QUAKE II’s world is the same now as it’s always been of course, though a modern high-resolution texture pack (also given the seal of approval by id Software) does smooth things out considerably. Where QUAKE II makes its efforts to counteract the degree of separation between player-and-world experienced through the use of a HUD: rather than simply opting to place the information on the forward most layer, QUAKE II displays its health, ammo and other information on translucent hovering menus, thus eliminating any interference with the videogame world. It’s a simple but incredibly effective design decision; one that’s likely to become common place in titles specifically designed for virtual reality headsets.
Of course QUAKE II isn’t without fault, both mechanically and in it’s adaptation to virtual reality. Some may say that its gameplay is shallow, but in actual fact this is not the case; the seemingly lifeless nature of much of its design is due to a disconnect from the threadbare storyline which only occurs between levels. There’s no denying that QUAKE II is an old videogame and it wears its age boldly; an era where technical limitations forced clever thinking in design execution, but one also where the demands for suspension-of-disbelief were much greater. In this same regard, the occasional disconnect of the player’s arms from the bottom of the screen is just as jarring as you might imagine; a result of a videogame modified for technology it was never meant to be used with.
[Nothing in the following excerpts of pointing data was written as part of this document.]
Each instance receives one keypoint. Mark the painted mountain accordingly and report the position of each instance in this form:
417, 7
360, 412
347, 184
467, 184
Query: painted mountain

Despite its flaws QUAKE II is still a fantastic videogame and a wonderful virtual reality experience. Its maze like level design and unforgiving combat place demands on the player that simply wouldn’t exist in modern videogames and its adrenaline pumping rock soundtrack keeps you on the edge of your seat when the action heats-up. For those willing to break through its tough exterior QUAKE II provides a dense and chilling science-fiction horror atmosphere in its virtual reality world, and one that exceeds the depths of many modern creations.